Does it take long time to learn those pointers?
Most concepts you need to know to work safely with pointers are easy to learn but hard to make routine.
The bigger problem is not so much about how hard it is to learn, but how frustrated you will be when solving pointer-related bugs during that learning period. But everything takes practice, time, and chocolate cake.
And when you have learned to program C++. Is it as easy to program and make games with it, as C# XNA?
No. The advantage of C++ is that it lets you get closer to the metal and allows you full freedom.
If you don’t know what to do with the metal then it isn’t an advantage, and if you don’t use your freedom properly you may shoot your friend’s cousin’s mother in his or her left pinky’s intermediate phalanx, meaning this is actually a negative point rather than a positive point.
Is the develope speed slower? and incase how much?
That depends on how much reusable code you have written in the past.
If you are just starting out, that would be none, and development time will increase significantly. Easily by a factor of 3 or 4.
C++ is my favorite language and I prefer it over C# and especially over Java.
But when you are starting out you have to make decisions.
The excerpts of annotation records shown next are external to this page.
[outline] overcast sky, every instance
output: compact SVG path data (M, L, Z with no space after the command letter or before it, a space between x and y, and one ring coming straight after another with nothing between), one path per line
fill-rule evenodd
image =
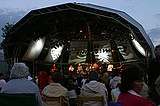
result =
M91 3L126 12L147 31L160 29L160 0L0 0L0 8L31 11L68 2ZM158 36L160 39L160 35ZM154 42L153 42L154 43Z

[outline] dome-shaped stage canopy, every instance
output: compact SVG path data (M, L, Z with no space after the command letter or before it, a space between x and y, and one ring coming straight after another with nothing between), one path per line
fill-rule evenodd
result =
M24 16L8 31L4 55L9 64L77 64L141 61L154 57L154 50L143 27L125 12L66 3Z

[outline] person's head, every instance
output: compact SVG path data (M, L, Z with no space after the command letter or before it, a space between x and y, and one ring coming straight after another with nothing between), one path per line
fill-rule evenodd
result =
M11 79L27 78L28 75L29 68L25 63L14 63L10 73Z
M97 71L90 71L88 75L89 80L97 80L98 79L98 72Z
M52 81L54 83L61 83L62 82L62 75L60 72L54 72L52 74L52 77L51 77Z
M121 74L120 91L126 93L133 90L140 93L143 87L144 72L136 65L128 65Z
M160 58L160 44L155 47L155 53Z
M3 73L0 73L0 78L3 76Z

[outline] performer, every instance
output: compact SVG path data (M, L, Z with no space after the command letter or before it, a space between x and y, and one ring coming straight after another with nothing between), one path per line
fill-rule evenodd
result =
M51 73L54 73L55 71L57 71L58 69L56 68L56 64L53 64L52 68L51 68Z
M111 64L110 62L108 62L107 71L112 71L112 69L113 69L113 64Z

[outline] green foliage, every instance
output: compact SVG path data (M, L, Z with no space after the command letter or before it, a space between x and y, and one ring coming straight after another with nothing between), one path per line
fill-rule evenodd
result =
M13 24L6 23L4 25L4 27L2 28L2 38L3 38L3 41L0 44L0 49L4 48L4 40L5 40L6 36L7 36L7 32L9 31L10 28L13 27L13 25L14 25L14 23Z

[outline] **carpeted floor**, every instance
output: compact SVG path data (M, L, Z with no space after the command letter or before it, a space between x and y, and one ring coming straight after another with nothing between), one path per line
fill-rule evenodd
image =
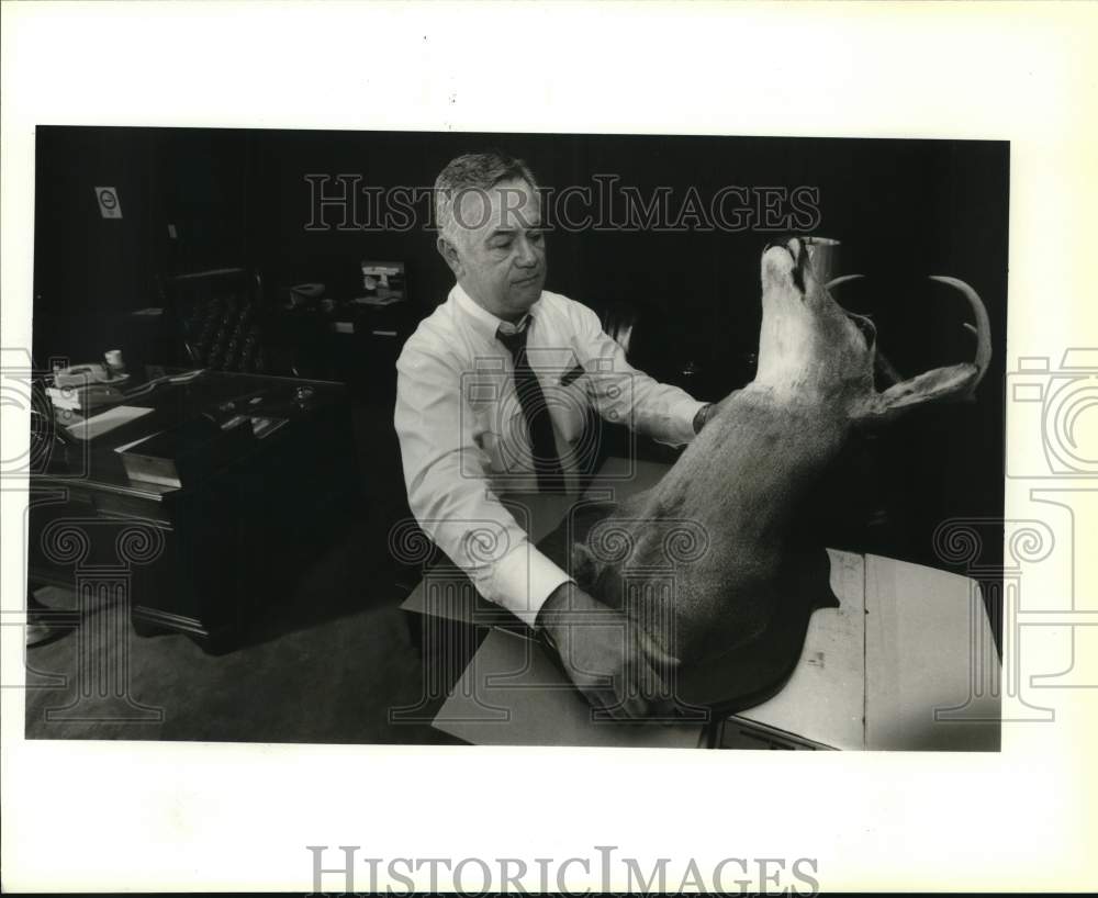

If you just want to get quick results, go with C#.
If you want to make better games and are willing to wait for that privilege, learn C++.
I personally didn’t see the world as black and white when I was growing up, so I learned C# in order to get happy results in the now while learning C++ in the background for a better tomorrow.
The options being discussed in this topic are not mutually exclusive. In fact it is trivial to learn both C# and C++ in parallel as they are so similar, which makes this topic mostly a non-issue or a false dichotomy.